The group had last summer reportedly found a buyer for its £400m student accommodation portfolio.

 

However, Sanctuary has not confirmed if this sale was completed, and no mention was made of a transaction in the unaudited results. The group first told the markets in October 2024 it was looking to sell 21 of its student schemes. 

 

In its unaudited results, Sanctuary reported that its student occupancy rates edged up to 96 per cent in its last financial year.

 

Current members of the landlord’s executive team are also still directors of Sanctuary Management Services, which oversees its student stock.

Overall, Sanctuary recorded a three per cent rise in group revenue to £1.2bn in its last full-year, according to the unaudited figures.

 

Income from sales slid to £71m, down from £90m year-on-year. However, sales revenue is only six per cent of overall turnover.

 

Completions fell by six per cent to 790, with two-thirds of this comprising social housing tenures. 

 

Sanctuary reported an EBITDA MRI interest cover figure of 110.2 per cent, which was the same as the previous year. The group previously said that its interest cover had been hit by the acquisition of troubled Essex landlord Swan and its large debt.

 

Sanctuary’s net debt edged up to nearly £3.9bn.
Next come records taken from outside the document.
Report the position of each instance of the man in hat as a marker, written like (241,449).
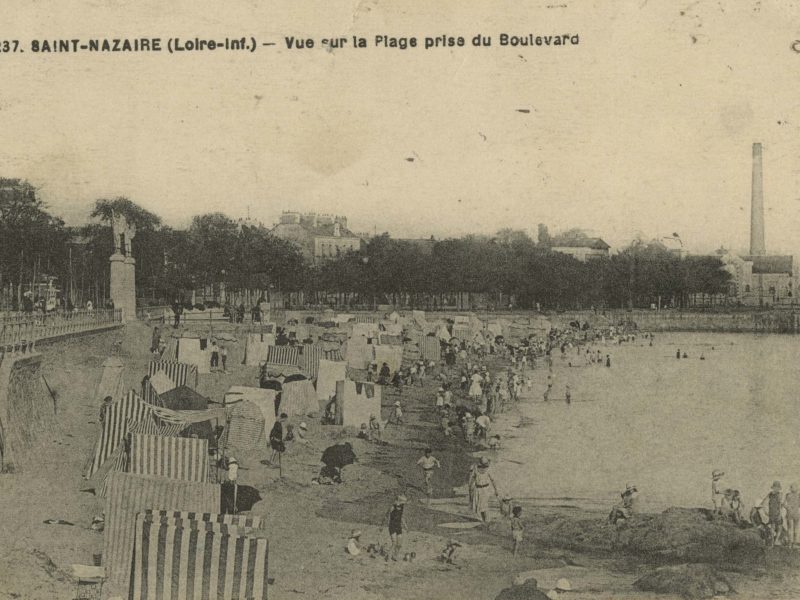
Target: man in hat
(626,509)
(301,432)
(428,463)
(397,525)
(398,413)
(354,543)
(773,504)
(374,429)
(276,438)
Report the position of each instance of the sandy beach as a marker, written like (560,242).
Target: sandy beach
(309,524)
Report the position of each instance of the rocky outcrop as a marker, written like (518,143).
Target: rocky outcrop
(525,591)
(689,581)
(677,535)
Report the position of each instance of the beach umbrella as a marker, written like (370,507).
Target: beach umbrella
(295,377)
(338,456)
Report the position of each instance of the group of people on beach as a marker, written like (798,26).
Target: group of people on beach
(777,516)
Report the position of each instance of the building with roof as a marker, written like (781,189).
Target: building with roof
(760,279)
(581,248)
(319,237)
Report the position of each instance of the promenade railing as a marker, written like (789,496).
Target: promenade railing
(20,331)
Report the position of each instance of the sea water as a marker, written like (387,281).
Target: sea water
(658,422)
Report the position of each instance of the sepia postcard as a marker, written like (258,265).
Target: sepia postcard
(409,300)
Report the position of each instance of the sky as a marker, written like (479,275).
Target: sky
(644,128)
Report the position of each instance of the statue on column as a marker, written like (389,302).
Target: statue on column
(124,232)
(123,267)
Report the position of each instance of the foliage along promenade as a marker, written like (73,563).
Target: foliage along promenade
(215,249)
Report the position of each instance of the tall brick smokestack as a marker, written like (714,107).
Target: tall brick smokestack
(757,244)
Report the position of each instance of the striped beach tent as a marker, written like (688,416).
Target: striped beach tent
(299,398)
(115,427)
(308,359)
(119,460)
(190,559)
(185,515)
(179,373)
(130,494)
(430,348)
(169,456)
(171,351)
(282,355)
(257,347)
(365,319)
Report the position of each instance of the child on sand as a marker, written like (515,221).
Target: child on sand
(398,413)
(428,463)
(517,527)
(450,552)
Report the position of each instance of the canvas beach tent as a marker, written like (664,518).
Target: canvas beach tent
(257,347)
(115,426)
(391,355)
(185,559)
(330,372)
(119,460)
(129,495)
(169,456)
(161,383)
(282,357)
(251,417)
(298,397)
(359,353)
(195,351)
(431,348)
(179,373)
(367,330)
(111,380)
(356,401)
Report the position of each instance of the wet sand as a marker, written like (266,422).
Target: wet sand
(308,524)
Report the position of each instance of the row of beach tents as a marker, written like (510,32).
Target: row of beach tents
(165,532)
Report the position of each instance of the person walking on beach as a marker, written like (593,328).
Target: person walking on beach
(398,413)
(792,505)
(397,525)
(479,482)
(517,527)
(223,354)
(428,463)
(276,438)
(773,504)
(214,355)
(626,509)
(717,497)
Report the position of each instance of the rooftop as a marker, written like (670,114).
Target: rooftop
(593,243)
(775,264)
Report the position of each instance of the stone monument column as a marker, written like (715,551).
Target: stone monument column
(123,267)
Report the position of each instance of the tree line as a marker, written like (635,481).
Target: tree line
(215,251)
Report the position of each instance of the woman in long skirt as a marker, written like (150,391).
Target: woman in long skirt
(479,484)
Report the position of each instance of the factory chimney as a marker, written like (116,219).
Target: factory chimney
(757,244)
It held cash and undrawn facilities of £453m at the year-end, a fall from £516m the prior year.

 

Gearing was 53 per cent, up from 52.1 per cent the year before.

 

Ed Lunt, Sanctuary’s chief financial officer, branded it “another solid year for the group”.

 

Sanctuary has an A credit rating, and a stable outlook with S&P. Moody’s rates the landlord A2 with a stable outlook.